On subsequent days, Subal had occasion to talk to Malati several times. The first time, he informed her of Rakhal. Because he wanted to earn her approval, he constructed a story that was a mixture of truth and lies. “I’ve known him a long time, he lives not too far from your house, close by, in fact. They’ve been running the timber shop for a long time, from his grandfather’s era. Trustworthy, and someone I know, a friend of sorts. Won’t cheat you, madam.” Reassured, Malati said she would get the measurements from the carpenter soon, after which Subal could take her to Rakhal’s shop. Subal called several times over the next few days to find out whether Malati had gotten the measurements. Then he rang to ask when he should visit her at home again. On each of these occasions he said much more than the business at hand warranted, meaningless things. When their conversation tapered off into silence, he experienced both despair and excitement at the same time. 

Now, however, it was just the latter as he stood before the front door of the two-storeyed building set in the middle of a garden. Subal realised his heart was thumping again, just like it did in the old days. 

The grille on the gate was new, Subal realised, taller and thicker. The perimeter walls had also been repaired. And, with a new coat of paint, the house had shed its melancholic air and was almost unrecognisable. Instead, it dazzled with fresh colours and the promise of new life. Subal entered through the gate and saw that there were people to take care of the garden now. The fragrance of ripe tamarind blowing in on a gentle breeze entered his nostrils. He was struck to learn that the tree had survived all these years. Does nothing actually change then? 

Malati was ready to leave for the timber shop as soon as he walked in. “I’ve informed Abdul. He’s here already. Let’s get it done with quickly, Subal. There’s a mountain of work ahead, only a month to go.” This was not how Subal had imagined their encounter would go after such a long time. In the screenplay he had composed in his head, Malati and he were supposed to sit down in private and go over the past ten years. Haripada-babu was now firmly in her past, whereas Subal alone had remained in the same place.

Rakhal didn’t disappoint Subal when they arrived at the timber shop, giving him a wide smile reserved for friends. After the introductions, he listened to Malati with close attention, effortlessly grasping the nature of the furniture she wanted. Then, as though he’d just remembered, he mentioned the trunk of a particular tree that had just been delivered to him. He felt its wood was the best for the furniture Malati was thinking of. “It’s only just arrived, ma jononi. A massive mango-pine tree.
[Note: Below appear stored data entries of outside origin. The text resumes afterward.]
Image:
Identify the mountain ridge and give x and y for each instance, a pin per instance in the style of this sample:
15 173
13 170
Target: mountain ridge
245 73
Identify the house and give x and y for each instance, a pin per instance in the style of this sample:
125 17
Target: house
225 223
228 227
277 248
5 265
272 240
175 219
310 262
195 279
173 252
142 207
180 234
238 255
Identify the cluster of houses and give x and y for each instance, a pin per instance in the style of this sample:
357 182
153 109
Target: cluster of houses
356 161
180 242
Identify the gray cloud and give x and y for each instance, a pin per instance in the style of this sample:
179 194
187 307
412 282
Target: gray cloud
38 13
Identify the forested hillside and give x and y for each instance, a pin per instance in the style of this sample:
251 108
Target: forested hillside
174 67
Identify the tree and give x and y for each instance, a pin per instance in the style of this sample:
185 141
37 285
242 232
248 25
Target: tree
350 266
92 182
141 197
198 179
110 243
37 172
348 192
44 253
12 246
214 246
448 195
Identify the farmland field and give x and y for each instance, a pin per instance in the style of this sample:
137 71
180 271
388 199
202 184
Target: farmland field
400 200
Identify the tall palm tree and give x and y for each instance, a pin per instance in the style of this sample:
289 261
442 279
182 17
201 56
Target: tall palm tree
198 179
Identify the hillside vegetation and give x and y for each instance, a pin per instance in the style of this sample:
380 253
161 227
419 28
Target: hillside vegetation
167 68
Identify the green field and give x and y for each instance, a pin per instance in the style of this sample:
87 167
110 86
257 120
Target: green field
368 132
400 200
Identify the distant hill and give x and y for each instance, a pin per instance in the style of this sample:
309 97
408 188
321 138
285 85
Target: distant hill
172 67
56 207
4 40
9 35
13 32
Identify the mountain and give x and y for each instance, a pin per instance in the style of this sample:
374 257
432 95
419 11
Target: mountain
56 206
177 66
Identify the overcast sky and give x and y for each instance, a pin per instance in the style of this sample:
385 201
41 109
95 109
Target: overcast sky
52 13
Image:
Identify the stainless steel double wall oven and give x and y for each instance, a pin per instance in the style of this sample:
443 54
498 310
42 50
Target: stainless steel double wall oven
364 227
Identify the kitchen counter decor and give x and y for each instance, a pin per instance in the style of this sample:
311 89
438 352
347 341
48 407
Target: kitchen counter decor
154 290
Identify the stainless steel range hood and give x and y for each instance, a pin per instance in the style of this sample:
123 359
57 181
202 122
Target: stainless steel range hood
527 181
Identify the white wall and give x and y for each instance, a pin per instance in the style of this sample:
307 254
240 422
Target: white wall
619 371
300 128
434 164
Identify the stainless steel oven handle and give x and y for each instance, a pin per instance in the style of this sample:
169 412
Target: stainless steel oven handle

The wood makes for excellent furniture.” He signalled to one of the workers to come closer, and asked him to put the trunk on the sawing machinery. Then he gave instructions for the wood to be sawed in various sizes as required by the measurements Malati had given him. Subal noticed a sudden change in Malati as soon as Rakhal mentioned the mango-pine tree.  Her abrasive manner fell away, and a tender melancholy enveloped her. Her gaze softened, her pose lost its stiffness. Suddenly, like a bolt of lightning, the image of a lake flashed into Subal’s mind. Among the trees standing on its edge, one seemed familiar. Is that the mango-pine? As the teeth of the saw began to sink into the trunk, a fine sawdust blew towards them, gradually covering Malati’s figure.